2. Manque de formation et chômage de longue durée
On dénombre moins d’emplois vacants en Wallonie. Par ailleurs, un plus grand nombre de ceux-ci ne trouvent pas preneur en raison d’une plus forte inadéquation entre l’offre et la demande sur le marché du travail. En 2017, seuls 10% des emplois vacants en Wallonie ne nécessitaient que peu ou pas de qualifications pour 39% de demandeurs d’emploi peu qualifiés. On observe également ce problème d’inadéquation en Flandre, mais il est moins prononcé : 10% de postes vacants peu qualifiés pour 30% de demandeurs d’emploi peu qualifiés. Proportionnellement, la Wallonie compte beaucoup plus de jeunes sans diplôme ni formation : ils représentent 12% des moins de 24 ans contre 7% en Flandre.
29% des jeunes disponibles sur le marché de l’emploi en 2017 en Wallonie n’ont pas trouvé de job, contre 12,8% en Flandre. Selon Didier Paquot, chef du service d’étude de l’Union wallonne des entreprises (UWE), les postes vacants sont difficiles à pourvoir même avec une conjoncture très favorable “parce que l’employabilité de nombreux demandeurs d’emploi est proche de zéro. Le taux de chômage en Wallonie peut descendre à 8%, mais pas plus bas.”
Autre problème en plus du manque de formation : la Wallonie compte 123.000 chômeurs de longue durée (60% du total). Les demandeurs d’emploi qui sont sortis du circuit du travail depuis plus d’un an retrouvent plus difficilement un emploi. On remarque chez une partie de ceux-ci une baisse de motivation et une diminution des compétences telles que l’attitude au travail.
Le taux de chômage en Wallonie peut descendre à 8%, mais pas plus bas, Didier Paquot (UWE)
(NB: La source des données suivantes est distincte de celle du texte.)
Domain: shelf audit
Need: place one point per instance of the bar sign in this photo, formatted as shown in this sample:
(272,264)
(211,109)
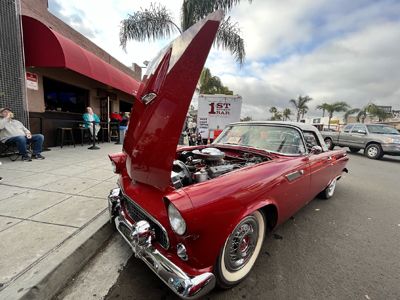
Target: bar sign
(32,81)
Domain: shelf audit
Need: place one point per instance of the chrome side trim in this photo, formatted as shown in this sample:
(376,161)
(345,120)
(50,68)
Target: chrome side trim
(149,216)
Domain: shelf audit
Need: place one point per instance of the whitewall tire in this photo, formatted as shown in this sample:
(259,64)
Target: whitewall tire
(329,190)
(240,250)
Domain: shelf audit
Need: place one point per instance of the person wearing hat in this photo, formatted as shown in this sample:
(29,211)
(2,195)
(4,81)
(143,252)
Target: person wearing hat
(13,131)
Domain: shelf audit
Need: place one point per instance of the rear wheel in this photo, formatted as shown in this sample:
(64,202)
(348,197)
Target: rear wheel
(240,251)
(354,150)
(329,143)
(373,151)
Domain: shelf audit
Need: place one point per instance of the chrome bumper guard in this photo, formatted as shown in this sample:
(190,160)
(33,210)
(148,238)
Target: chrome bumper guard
(139,236)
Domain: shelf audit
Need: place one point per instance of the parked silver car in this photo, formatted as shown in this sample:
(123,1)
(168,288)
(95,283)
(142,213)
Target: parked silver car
(375,139)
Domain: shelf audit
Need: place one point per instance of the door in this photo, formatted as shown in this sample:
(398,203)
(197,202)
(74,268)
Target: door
(345,135)
(293,192)
(358,134)
(320,165)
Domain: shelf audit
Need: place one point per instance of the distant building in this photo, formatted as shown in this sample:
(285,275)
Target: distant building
(51,72)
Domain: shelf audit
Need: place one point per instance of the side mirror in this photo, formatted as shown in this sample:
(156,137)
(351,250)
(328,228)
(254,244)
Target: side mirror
(316,150)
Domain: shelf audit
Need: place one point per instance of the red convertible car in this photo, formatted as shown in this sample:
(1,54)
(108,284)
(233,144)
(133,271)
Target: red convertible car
(197,216)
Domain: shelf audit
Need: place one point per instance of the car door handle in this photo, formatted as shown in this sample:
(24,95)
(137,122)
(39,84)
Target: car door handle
(294,175)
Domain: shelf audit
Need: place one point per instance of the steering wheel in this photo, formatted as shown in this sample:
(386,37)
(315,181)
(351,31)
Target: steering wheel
(182,170)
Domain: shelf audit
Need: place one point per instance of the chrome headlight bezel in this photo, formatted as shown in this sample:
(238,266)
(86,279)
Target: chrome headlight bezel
(176,221)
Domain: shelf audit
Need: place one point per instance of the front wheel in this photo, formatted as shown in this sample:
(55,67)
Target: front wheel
(329,190)
(373,151)
(354,150)
(240,251)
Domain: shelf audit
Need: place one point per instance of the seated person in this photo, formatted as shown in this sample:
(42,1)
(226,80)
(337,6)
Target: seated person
(115,117)
(89,117)
(13,131)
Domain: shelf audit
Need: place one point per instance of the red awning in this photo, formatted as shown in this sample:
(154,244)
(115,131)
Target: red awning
(45,47)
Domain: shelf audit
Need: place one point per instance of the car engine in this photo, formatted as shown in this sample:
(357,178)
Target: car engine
(201,165)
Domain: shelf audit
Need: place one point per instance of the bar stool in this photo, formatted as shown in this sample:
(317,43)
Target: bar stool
(114,133)
(62,135)
(104,134)
(84,134)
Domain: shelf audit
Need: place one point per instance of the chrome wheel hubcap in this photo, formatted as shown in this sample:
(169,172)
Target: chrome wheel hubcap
(331,188)
(241,244)
(373,151)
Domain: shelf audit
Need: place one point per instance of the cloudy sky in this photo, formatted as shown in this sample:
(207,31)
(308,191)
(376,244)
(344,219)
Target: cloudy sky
(330,50)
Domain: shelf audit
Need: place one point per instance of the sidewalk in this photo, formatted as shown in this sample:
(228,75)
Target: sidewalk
(49,209)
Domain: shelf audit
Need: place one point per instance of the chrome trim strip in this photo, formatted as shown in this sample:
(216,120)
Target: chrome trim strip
(148,215)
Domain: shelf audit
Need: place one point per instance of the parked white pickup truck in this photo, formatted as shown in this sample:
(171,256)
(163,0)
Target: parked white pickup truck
(375,139)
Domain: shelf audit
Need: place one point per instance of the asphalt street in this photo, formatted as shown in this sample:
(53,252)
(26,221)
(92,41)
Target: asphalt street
(347,247)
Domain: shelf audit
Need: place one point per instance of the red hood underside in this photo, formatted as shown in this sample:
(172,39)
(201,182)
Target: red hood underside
(155,127)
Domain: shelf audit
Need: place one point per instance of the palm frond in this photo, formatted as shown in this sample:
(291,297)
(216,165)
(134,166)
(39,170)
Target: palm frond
(228,37)
(152,23)
(195,10)
(351,112)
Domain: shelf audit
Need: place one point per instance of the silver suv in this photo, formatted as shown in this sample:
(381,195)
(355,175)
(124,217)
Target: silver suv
(375,139)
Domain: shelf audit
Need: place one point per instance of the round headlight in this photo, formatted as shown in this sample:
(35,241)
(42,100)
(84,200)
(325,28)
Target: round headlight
(175,219)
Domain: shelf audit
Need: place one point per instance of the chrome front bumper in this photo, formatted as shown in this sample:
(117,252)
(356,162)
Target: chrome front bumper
(140,236)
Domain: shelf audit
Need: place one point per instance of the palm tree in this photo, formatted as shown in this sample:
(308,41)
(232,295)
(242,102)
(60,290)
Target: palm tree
(372,110)
(156,22)
(350,112)
(301,106)
(323,107)
(210,84)
(273,110)
(335,107)
(286,114)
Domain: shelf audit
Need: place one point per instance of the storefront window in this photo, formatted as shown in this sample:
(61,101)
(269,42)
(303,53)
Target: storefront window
(60,96)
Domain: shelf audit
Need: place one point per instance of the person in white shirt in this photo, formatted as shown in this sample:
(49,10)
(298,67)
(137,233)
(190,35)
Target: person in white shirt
(13,131)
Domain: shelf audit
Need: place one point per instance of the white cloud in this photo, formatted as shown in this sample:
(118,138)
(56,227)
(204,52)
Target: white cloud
(330,50)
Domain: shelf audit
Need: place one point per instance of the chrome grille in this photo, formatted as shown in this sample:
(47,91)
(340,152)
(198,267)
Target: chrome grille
(137,214)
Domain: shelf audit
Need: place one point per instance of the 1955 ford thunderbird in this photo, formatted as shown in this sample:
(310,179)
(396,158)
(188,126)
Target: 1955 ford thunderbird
(197,216)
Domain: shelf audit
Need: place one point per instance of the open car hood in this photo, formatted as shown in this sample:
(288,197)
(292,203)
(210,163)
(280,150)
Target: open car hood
(162,103)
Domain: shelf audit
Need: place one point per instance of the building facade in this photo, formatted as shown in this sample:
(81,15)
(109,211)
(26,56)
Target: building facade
(65,72)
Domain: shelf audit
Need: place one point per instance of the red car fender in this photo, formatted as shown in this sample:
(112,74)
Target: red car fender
(252,207)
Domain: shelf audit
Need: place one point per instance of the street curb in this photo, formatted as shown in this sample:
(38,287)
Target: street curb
(49,276)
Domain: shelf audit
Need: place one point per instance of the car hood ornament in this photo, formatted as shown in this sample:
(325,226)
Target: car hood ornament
(162,103)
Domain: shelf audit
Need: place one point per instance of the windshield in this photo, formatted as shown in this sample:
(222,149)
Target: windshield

3. Faible mobilité des travailleurs
Les entreprises de Flandre occidentale surtout se plaignent souvent de la difficulté à pourvoir leurs emplois vacants et déplorent de devoir se tourner vers des travailleurs frontaliers français. Les demandeurs d’emploi wallons sont peu enclins à franchir la frontière linguistique. Cela s’explique notamment par les coûts importants que représente le trajet domicile-travail pour les personnes peu qualifiées (52% des chômeurs wallons). Un accord a été conclu cette année entre les ministres de l’Emploi wallon et flamand. Il prévoit que le Forem recherchera encore plus activement les profils adaptés pour pourvoir les postes vacants en Flandre, tandis que le VDAB fournira les postes vacants adéquats. Ce plan d’action a pour but d’aider chaque année au moins 2.500 chercheurs d’emploi wallons à décrocher un travail.